4.2 Quantitative case
While we put most weight on the qualitative case for the grant, we also put together a rough cost-effectiveness analysis for this grant to provide a quantitative check on our assumptions. Our best estimate is that the grant is 19 times as cost-effective as direct cash transfers ("19x"), GiveWell’s benchmark for comparing different programs. At the time of writing this page, this is above GiveWell’s normal funding threshold (currently ~10x or more as cost-effective as cash transfers).25
Because the grant does not directly fund delivery of vouchers programs, we model the cost-effectiveness of the grant in terms of the “option value” it may create by unlocking opportunities to fund future vouchers programs in focus countries. Our best guess is that vouchers programs in these countries will be more cost-effective than our most likely alternative funding opportunities (17x for vouchers programs in these countries vs ~10x for alternative opportunities on average). We therefore model the grant as valuable by enabling GiveWell to redirect funds in a somewhat more impactful direction.
We see the intuitive case that the grant will be cost-effective as follows:
- The grant size is relatively small (~$0.47m for the initial grant, although more to fund the follow-on pilots that we need to realize any benefits).
- The pool of funding that it could influence is moderately large (we estimate up to ~$11m per year).
- The grant could allow GiveWell to divert funds in a significantly more cost-effective direction (from ~10x as cost-effective as direct cash transfers on average for alternative funding opportunities to ~17x on average for vouchers programs that this grant could unlock).
- The main thing depressing the grant’s cost-effectiveness is that this is only the first stage in a multi-stage process. For the grant to yield significant benefits, GiveWell would need to fund follow-on pilots, and those would need to be successful for substantial benefits to accrue. Factoring this in, our best guess is that only 4% of the population targeted by this grant will be reached by scaled-up vouchers programs.26 Even so, we still estimate the grant is a plausibly good use of funding because the potential benefits are high.

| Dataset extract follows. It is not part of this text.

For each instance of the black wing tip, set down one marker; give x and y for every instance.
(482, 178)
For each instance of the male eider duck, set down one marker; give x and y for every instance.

See our full cost-effectiveness analysis here and a simplified version below. Details on additional parameters and methods are in a footnote.27
What we are estimating | Key parameters (rounded) |
---|---|
Grant size | |
Total initial grant cost for scoping and stakeholder engagement ($m) | $0.47m |
Total expected cost of follow-in pilots in countries expressing interest in the program ($m) | $0.52m |
Subtotal: Total expected spending as a result of this grant | $0.99m |
Potential value generated | |
Expected cost-effectiveness of counterfactual opportunities (multiples of direct cash transfers) | 9.6x |
Expected change in funding per year if we decide to scale up vouchers programs in all target countries ($m) | $10.7m |
Best guess cost-effectiveness of reallocated funding (multiples of direct cash transfers) | 17x |
Units of value generated through reallocated funding if we decide to scale up vouchers programs in target countries (GiveWell units of value28 ) | 250,739 |
Likelihood that funding this program will cause us to reallocate funding | |
Expected % of total target population living in countries where governments are interested in piloting vouchers programs | 19% |
Probability that we decide to fund pilots, conditional on government interest | 52% |
Probability that pilots fail | 10% |
Probability that we decide to fund scaled up vouchers programs, conditional on pilots taking place | 42% |
Subtotal: Implied expected % of target population living in countries where we will fund scaled-up vouchers programs | 4% |
Expected value generated | |
Expected increase in units of value from funding this grant per year (GiveWell units of value) | 9,980 |
How long we would fund a scaled-up vouchers program (years) | 10 |
Present-discounted expected value of increase in units of value from funding program29 (GiveWell units of value) | 80,944 |
Subtotal: Cost-effectiveness from funding program (multiples of direct cash transfers30 ) | 24x |
Ad hoc adjustment for additional program benefits and downsides | -20% |
Overall cost-effectiveness (multiples of direct cash transfers) | 19x |
5. Reservations and uncertainties
- It’s possible that this grant is duplicating work that would have happened anyway. The premise of the grant and cost-effectiveness analysis is that funding J-PAL to deliver this program could unlock opportunities to fund vouchers programs GiveWell otherwise would not have. One reason to think this may not be correct is that J-PAL has already demonstrated some government interest in vouchers, for example in Rwanda (where it recently started a pilot).31 It’s possible that this means that we would have had opportunities to fund future vouchers programs regardless of this grant. On balance, we don’t see this as substantially undermining the case for the grant (more details in footnote).32 We attempt to account for this in our cost-effectiveness analysis with a -25% adjustment, although this is a rough guess.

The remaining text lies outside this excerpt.